When you are an adult, you cannot wait for trust and love and joy to arrive before you begin to explore.  You cannot waste more time mourning for what you do and did not have. You may have to wait forever and then more if you want to have before you start living. You start off by risking, by taking chances, by taking a walk on the wild side. You will learn to trust and love and have joy once you are out there.

2 responses to “What is Happening to Therapy?”

  1. Your introductory paragraphs were quite “startling” to me – making me recognize things in myself – also – depression like the proverbial “black dog” always seems to be biting at our family heels ( even though some will not acknowledge it ) took myself off medication cold turkey about 16 months ago – interesting times


    1. Dear Joan Going cold turkey is quite something! How did it go? Would you mind describing your experience to us?

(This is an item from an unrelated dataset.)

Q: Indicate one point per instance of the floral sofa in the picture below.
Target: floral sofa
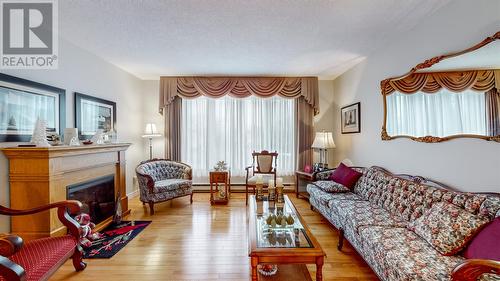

I have had people landing up in therapy with me who had been crying for weeks and could not stop, and often this was as a result of going “cold turkey.” Yes, the black dog gets transferred from generation from generation…. We háve to find a creative and meaningful connection out there, and of course, to grieve our losses. But the latter needs a time limit. I always say, everything has a shelf life, and so should childhood grief. The mind is wonderful: If you give it a set date (e.g. by Christmas), and work towards that, then you should be able to translate your grief into something constructive by then. Lovely to hear from you.